Absorbing market volatility
Despite a 1,000+ point gain in the S&P 500® Index between March 2009 and August 2013,1 some investors seem hesitant to put money at market risk with nearly $8 trillion sitting in cash.2 As the 2013 Allianz Investor Market Perceptions Study shows, wealthy Americans are reluctant to risk their money in todayís volatile markets with approximately 80% of respondents saying they believe the market will continue to be volatile as they prepare for retirement, and nearly six in 10 (59%) noting market volatility as one of the top three economic concerns having an effect on their retirement outlook.
Part of this hesitation to invest also comes from a lack of available financial products that help meet their needs for asset accumulation and protection. Nearly a quarter (23%) of respondents said a lack of retirement products offering a balance of growth opportunity and loss protection was preventing them from investing idle cash today.

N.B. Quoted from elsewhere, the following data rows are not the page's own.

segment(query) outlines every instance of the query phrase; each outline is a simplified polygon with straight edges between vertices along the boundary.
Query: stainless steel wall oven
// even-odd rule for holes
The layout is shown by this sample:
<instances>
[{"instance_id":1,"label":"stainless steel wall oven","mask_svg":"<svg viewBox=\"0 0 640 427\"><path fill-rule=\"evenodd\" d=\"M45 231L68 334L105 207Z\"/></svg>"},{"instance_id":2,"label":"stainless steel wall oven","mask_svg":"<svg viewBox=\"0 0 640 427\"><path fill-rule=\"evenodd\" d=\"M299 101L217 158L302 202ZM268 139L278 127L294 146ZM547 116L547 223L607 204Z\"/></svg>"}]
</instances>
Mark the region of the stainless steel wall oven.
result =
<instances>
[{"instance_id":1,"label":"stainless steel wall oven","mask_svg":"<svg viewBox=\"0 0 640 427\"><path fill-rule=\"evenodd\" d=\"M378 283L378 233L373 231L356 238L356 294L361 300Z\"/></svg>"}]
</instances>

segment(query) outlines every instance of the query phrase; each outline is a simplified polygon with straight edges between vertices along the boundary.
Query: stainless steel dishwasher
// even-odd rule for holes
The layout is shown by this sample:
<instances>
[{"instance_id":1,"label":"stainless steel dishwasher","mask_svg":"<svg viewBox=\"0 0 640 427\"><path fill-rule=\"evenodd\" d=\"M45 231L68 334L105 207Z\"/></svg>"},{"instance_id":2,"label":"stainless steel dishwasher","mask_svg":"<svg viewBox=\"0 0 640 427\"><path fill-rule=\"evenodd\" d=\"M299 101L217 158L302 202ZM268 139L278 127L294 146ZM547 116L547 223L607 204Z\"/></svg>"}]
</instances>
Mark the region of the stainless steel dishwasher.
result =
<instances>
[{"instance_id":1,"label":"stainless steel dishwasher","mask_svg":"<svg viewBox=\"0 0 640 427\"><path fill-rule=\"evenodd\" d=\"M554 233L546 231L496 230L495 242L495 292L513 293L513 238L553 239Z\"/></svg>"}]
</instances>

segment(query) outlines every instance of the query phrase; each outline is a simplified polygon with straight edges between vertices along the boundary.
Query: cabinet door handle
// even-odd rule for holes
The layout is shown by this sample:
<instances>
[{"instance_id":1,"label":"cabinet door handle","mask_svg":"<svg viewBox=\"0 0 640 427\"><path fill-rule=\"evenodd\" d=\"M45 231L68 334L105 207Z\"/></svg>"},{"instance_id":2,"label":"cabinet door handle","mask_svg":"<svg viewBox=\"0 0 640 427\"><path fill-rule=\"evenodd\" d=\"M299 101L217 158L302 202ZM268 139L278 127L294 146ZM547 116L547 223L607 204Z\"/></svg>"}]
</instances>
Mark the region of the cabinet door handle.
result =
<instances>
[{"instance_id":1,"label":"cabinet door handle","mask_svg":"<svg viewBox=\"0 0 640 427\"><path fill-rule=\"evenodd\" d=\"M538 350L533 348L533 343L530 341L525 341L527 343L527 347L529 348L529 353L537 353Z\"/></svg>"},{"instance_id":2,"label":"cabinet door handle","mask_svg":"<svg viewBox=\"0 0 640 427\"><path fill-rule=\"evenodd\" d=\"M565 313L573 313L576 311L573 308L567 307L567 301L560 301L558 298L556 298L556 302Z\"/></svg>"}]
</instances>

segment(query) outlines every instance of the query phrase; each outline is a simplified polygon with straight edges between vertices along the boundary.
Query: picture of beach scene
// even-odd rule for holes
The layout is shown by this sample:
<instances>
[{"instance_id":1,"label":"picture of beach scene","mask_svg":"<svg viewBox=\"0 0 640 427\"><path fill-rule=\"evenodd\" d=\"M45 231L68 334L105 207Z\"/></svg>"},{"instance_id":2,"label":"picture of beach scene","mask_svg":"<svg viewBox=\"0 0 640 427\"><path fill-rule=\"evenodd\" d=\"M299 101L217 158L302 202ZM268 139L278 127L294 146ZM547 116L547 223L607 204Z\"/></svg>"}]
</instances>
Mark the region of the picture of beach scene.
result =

The insurance industry has been listening to these concerns and some insurers have responded with the index variable annuity (IVA) – a new breed of variable annuity that may be a fit for consumers who are willing to trade some potential gains from market growth in exchange for a level of protection from down markets.
IVAs offer a variety of investment and protection choices. Companies in the industry currently offer a level of protection from the first 10% to 30% of losses. Some IVAs also offer full principal protection, similar to fixed index annuities (FIAs). A popular investment choice in the IVA increases the amount of annual index return potential by declaring much higher limits (or caps) on the interest credit coming from the growth of an equity index allocation option, for partial protection against the first 10%-30% of losses. This is referred to as a buffer (described later in this article). While there is a level of protection from some downside risk, if the negative index return exceeds the buffer, there is risk of loss of principal. This is a fundamental shift for accumulation choices among variable annuities.
The variety of investment choices available on IVAs in the industry includes index allocation options and traditional variable investment options. Keep in mind that any investment in variable investment options does not provide any protection against loss of principal, and money that is allocated to the variable investment option could be lost. The index allocations available in IVAs do not directly participate in any stock, bond, or other investments. Clients are not buying any bonds, or shares of a stock index. The cap offered for new contracts which determines the return potential can generally vary as frequently as monthly and can experience significant highs and lows. Industry cap rates of IVA products have ranged from 3.50% to 16.00% annually with contractual minimums as low as 1.50% annually. Some product designs offer additional full market protection for the death benefit in exchange for an additional fee or a lower return potential. In addition, contracts are available with a variety of fee structures. Some products have an explicit annual fee and others apply a withdrawal charge if surrendered within the first five or six years of investment.
All of these options on IVAs allow clients to customize their contracts based on their individual accumulation objectives and risk tolerance, helping people to build a portion of their retirement income or savings. Because IVAs are meant to assist with asset accumulation and provide a level of protection, they also offer a possible solution for those seeking more return potential than they may get from bond funds.
1 S&P 500® Index, historical data.
2 JPMorgan, 2nd Quarter Market Insights, as of March 31, 2013.
Assumptions: All hypothetical historical examples shown throughout this document do not represent any specific IVA investment. They illustrate one example utilizing one constant declared cap and buffer rate with one index allocation choice. There are other factors to consider with each of the index allocation choices. These hypothetical examples show conceptually how the cap and buffer might work in different market index environments and assume no change in the declared cap. They do not predict or project the actual performance of an IVA. Although an external market index or indexes may affect your values, the index allocation choices do not directly participate in any stock or equity investments. An allocation to the index allocation choices is not a purchase of shares of any stock or index fund. These examples also do not reflect annual product fees and charges or withdrawals, nor do they consider taxes. If they had been reflected, results would have been lower.